The questions really tested if you understood what was going on by throwing the student a curve ball. The actual software itself could do with some tweaks. It was generally OK with questions that needed numeric answers, but some questions required long equations to be typed in and you needed to know how to format the equations to get the right answer. Sometimes this could be frustrating.

The homework was self-marking. Once you entered your answer to a question and pressed the mark button either a green tick or a red cross appeared, providing instant feedback. Now here is the trick - you could submit as many attempts as you liked to keep trying for a green tick.

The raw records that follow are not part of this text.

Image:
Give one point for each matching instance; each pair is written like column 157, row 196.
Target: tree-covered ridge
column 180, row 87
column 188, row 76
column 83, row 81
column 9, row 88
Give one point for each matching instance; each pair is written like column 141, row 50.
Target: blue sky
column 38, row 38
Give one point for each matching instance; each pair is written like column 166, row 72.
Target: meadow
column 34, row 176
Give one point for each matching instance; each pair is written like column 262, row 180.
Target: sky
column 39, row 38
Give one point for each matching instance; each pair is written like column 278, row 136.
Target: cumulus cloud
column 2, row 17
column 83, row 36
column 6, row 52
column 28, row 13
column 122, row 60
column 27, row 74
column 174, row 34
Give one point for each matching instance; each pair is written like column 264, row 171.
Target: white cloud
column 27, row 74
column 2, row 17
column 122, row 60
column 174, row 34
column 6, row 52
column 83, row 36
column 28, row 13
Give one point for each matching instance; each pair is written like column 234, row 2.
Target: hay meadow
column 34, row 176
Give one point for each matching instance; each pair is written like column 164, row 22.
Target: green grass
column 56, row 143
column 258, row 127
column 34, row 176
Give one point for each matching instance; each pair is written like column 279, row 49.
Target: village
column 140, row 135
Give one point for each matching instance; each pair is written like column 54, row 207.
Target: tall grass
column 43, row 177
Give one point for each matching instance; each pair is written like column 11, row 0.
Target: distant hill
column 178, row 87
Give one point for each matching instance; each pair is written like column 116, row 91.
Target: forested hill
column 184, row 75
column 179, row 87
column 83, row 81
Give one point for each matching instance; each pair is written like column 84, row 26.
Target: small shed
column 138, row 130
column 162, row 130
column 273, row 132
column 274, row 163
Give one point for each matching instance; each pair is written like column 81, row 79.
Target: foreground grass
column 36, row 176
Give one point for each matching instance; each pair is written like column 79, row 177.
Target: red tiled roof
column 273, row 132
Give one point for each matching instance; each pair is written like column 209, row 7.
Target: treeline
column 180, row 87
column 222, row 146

At this point you are probably thinking that this makes things easy, but no. You can't just guess. You have to work it out. Electronics is a subject where guessing isn't generally an option and so the absence of a green tick can  indicate a wide variety of things: you have the wrong theory; you are applying the wrong formula; you have the arithmetic wrong; or even you have the sign (+ or -) wrong.

The instant feedback proved to be addictive as students worked ridiculously hard to turn a red cross into a green tick and on they way learned huge amounts of stuff. They learned not only the theory behind the techniques, but  clever and wiley ways of applying it.

Having discovered how challenging the homework was I was somewhat apprehensive at the prospect of the mid-term. Would it be at the same level?

The exam was available over a period or about four days but once you made a start on it you had to complete it within 24 hours, though the expectation was that it would take "a couple" of hours to finish and there was to be absolutely no collaboration, whereas for homework students were allowed to seek and provided a certain amount of "general help". Some students were barred for having infringed the honor code, proving that cheating was not tolerated.

The mid-term exam used the same instant feedback approach - only now with a three tries and you are out rule. You could have three attempts to enter the answers to a multi-part question and again you might think that this made the whole thing easy - but no.

The questions were tough and you had to work hard for an answer. If you got one or more red crosses on the first attempt you worked even harder checking before you tried the second and as you can imagine the third attempt wasn't entered lightly.

It was like the best computer game you could play with highs and lows to match. And yes it didn't take much longer than a couple of hours to tackle all five problems.